Отрера, нахмурившись, пролистала тетрадь.
– Весьма тревожная новость. Я не знала о его ультиматуме и о том, что ему известно, где ты находишься. – Она посмотрела на нас с Ником. – Но почему вы в этом уверены?
– Потому что сегодня за нами ехали две машины, – ответил Ник. – Мы сумели от них оторваться, но они по-прежнему где-то там, в лесу, ищут нас.
– Понятно… – Отрера отдала тетрадь Катерине. – Это все меняет. Мне очень жаль. У нас нет времени на ужин.
Столовая располагалась в задней части здания и в противоположность гостиной и пустынной библиотеке оказалась теплой и шумной. Ее главной достопримечательностью был стол, длинный, как в столовых Оксфорда, и за ним могли усесться по меньшей мере пятьдесят человек, на длинных деревянных скамьях по обе его стороны. В дальнем конце стола стояло похожее на трон кресло с резной деревянной спинкой.
– Обычно в этом доме полно людей, – пояснила Отрера, закрывая за нами дверь. – Но из-за двух чрезвычайных происшествий на русской стороне и задержке рейсов в аэропорту Орландо сегодня здесь всего несколько человек. Это наши стажеры.

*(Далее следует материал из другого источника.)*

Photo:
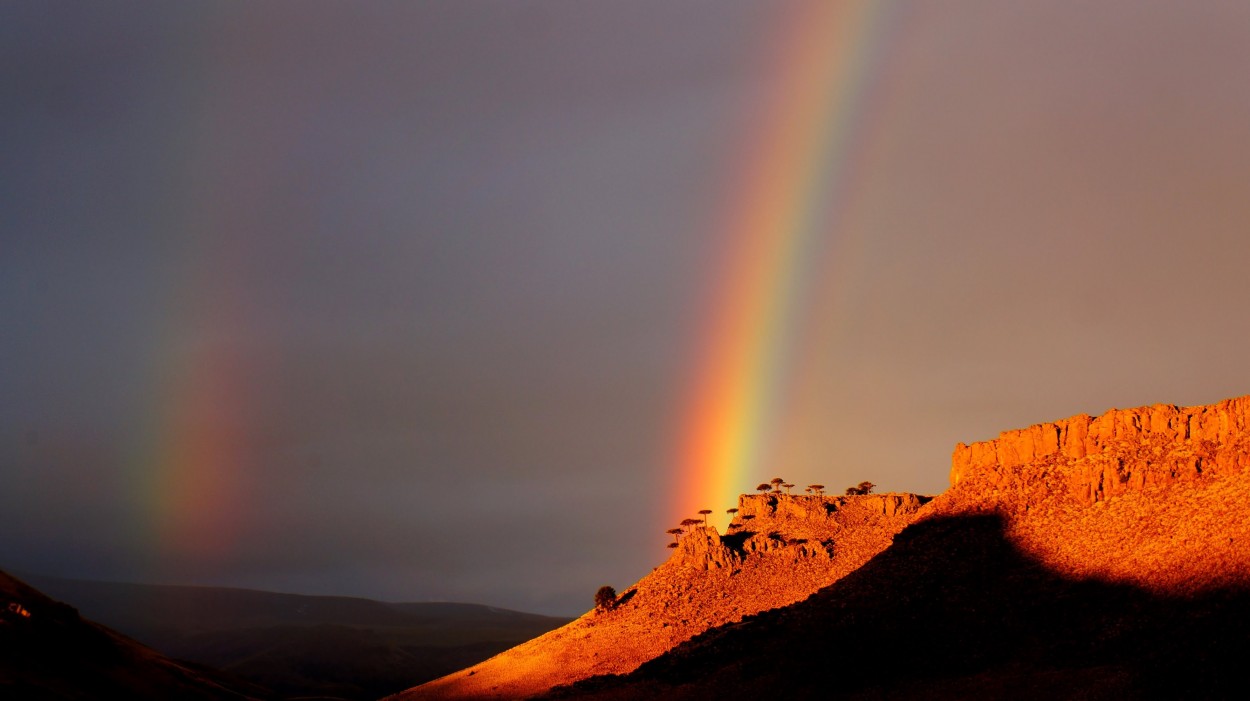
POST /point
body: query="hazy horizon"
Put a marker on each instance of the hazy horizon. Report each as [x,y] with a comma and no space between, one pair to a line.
[408,300]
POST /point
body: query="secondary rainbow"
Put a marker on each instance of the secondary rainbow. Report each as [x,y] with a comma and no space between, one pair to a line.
[781,233]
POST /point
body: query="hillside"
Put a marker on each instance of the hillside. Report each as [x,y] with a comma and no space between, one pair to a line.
[779,550]
[1099,557]
[331,646]
[49,652]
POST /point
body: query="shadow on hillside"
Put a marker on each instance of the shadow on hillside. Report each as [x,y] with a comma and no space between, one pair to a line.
[953,610]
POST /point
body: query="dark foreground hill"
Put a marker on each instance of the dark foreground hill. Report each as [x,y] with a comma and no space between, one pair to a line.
[953,610]
[49,652]
[329,646]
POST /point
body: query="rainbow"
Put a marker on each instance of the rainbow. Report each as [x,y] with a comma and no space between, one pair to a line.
[783,230]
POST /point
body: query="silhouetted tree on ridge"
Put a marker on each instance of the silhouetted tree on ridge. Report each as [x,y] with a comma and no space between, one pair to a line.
[605,599]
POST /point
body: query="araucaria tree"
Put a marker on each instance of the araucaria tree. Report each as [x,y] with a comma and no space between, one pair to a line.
[860,489]
[605,599]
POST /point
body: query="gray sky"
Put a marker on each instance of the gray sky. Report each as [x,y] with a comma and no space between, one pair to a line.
[399,300]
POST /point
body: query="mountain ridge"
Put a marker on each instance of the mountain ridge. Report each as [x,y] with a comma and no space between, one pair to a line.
[1126,530]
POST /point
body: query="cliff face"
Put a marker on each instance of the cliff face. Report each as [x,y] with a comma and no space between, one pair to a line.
[1090,557]
[1126,450]
[779,550]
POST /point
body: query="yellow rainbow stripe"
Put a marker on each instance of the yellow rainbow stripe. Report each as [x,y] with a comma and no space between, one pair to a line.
[779,233]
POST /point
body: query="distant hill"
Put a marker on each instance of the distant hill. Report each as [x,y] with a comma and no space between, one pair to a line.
[779,550]
[330,646]
[1091,557]
[49,652]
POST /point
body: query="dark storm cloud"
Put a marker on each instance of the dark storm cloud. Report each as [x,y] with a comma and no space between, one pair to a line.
[455,255]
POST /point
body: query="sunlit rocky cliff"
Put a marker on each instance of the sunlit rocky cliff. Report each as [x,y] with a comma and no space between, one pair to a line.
[1094,557]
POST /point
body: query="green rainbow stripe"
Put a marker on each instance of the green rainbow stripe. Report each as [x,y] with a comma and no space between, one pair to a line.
[783,234]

Шагая впереди нас по комнате, Отрера показала на цепочку молодых женщин, несших исходящие паром блюда и охапки дров из соседней кухни.
– Каждый год мы спасаем тысячи девочек и женщин, и некоторые из них решают остаться с нами. В настоящий момент у нас четыреста стажерок по всему миру, они разделены на группы. – Отрера показала на долговязую женщину в джинсовом комбинезоне и горделиво кивнула. – Это Лилли. Ее похитили из одного приюта в Эстонии, когда ей было семь лет, и продали в сексуальное рабство. Но мы ее спасли, точно так же, как и многих других. Надеюсь, вы ее простите. – Отрера многозначительно оглянулась через плечо на Ника. – Лилли сильна, но намерения у нее всегда хорошие. Она сейчас готовится стать нашей следующей царицей, и именно поэтому мы время от времени отправляем ее с разными заданиями за пределы нашего региона. – Похоже сообразив, что сказала больше, чем следовало, Отрера нахмурилась и добавила: – Царица – это наш самый открытый оперативник, который подвергается самому большому риску. Первая на поле действия, последняя в убежище. Если бы все народы избирали своих лидеров по такому же принципу, я уверена, в мире случалось бы куда меньше войн. Посмотрите на Лилли. – Отрера снова кивнула в сторону молодой женщины. – Мы не учим ее прятаться в бункере с воздушным кондиционером, а войска отправлять в бой нажатием кнопки. Она никогда не объявит войну лишь для того, чтобы мы не заметили какую-то ее ошибку. И не пошлет своих сестер в бой с недостаточным вооружением, потому что, если дело обернется плохо, она погибнет первой.
Несколько озадаченная таким долгим и пылким введением, я повнимательнее присмотрелась к Лилли. Она повязала на голову красную бандану, из-под которой свисали две длинные светлые косы. Но только когда она бросила на меня осторожный взгляд через комнату, я внезапно ее узнала.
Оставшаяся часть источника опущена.